Great questions! > what is the volume your system is operating at? This varies, ...

scaleout1 · on Oct 29, 2018

Thanks for the reply, got a few more additional questions for you :-)

Lets say you are counting distinct ips used by `users` using HLL. Lets say you start getting DDOSed by certain users since I am assuming you are not doing s shuffle before writing to FDB, you will be locking the user, reading HLL, deserializing, merging and writing back to FDB from multiple machines which will results in a lot of rejected transaction and retries. My question is whether retries unwind fast enough or you will end up dropping data on the floor as you will exhaust the retry count

monstrado · on Oct 30, 2018

Turns out we are doing a shuffle :) - We're using Apache Flink for the aggregation step (5 second window) which performs a merge on key before writing the value out.

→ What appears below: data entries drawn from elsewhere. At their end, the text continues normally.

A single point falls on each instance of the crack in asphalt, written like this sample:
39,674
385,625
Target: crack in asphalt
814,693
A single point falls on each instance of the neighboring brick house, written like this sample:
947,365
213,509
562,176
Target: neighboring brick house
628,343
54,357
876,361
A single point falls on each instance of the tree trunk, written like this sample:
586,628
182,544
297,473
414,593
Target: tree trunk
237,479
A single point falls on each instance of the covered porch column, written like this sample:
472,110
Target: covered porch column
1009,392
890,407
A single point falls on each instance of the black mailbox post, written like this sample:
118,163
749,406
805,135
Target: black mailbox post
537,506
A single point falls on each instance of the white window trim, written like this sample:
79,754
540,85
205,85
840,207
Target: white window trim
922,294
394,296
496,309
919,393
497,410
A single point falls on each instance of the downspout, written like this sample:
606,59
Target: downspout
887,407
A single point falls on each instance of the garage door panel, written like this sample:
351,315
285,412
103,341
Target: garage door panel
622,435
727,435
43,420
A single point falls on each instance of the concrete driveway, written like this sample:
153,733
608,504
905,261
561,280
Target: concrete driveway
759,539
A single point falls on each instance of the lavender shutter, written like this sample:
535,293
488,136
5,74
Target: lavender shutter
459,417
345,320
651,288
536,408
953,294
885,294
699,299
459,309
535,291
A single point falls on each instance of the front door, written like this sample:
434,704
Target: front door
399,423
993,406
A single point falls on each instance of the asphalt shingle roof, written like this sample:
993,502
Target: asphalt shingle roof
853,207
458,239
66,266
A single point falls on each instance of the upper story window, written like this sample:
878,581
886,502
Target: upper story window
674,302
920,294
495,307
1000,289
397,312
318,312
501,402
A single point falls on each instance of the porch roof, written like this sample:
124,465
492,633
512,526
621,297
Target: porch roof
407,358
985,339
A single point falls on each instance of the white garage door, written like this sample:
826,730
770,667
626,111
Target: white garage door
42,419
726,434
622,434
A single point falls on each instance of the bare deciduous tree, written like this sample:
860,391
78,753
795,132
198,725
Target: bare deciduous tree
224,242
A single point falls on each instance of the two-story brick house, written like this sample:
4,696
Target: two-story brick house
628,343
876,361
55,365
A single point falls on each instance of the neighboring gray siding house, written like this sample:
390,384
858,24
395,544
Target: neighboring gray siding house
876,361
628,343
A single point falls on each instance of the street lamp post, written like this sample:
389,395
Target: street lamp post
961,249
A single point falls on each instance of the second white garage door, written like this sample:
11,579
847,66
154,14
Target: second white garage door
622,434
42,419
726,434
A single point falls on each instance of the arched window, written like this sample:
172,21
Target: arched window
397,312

So at the end of the day, we would only read/deserialize/merge/write once every 5 seconds, that is of course assuming we received data for the HLL aggregation.

However, due to the need for HA, we might run two or three clusters in different AZs which means we might have a few servers writing a partial aggregation to the same row, thus, the awesomeness of FDB plays a role.

That being said, our P99 latency writing to FDB is typically very low (few ms). We're doing usually 4,000 - 5,000 transactions a second at any given time.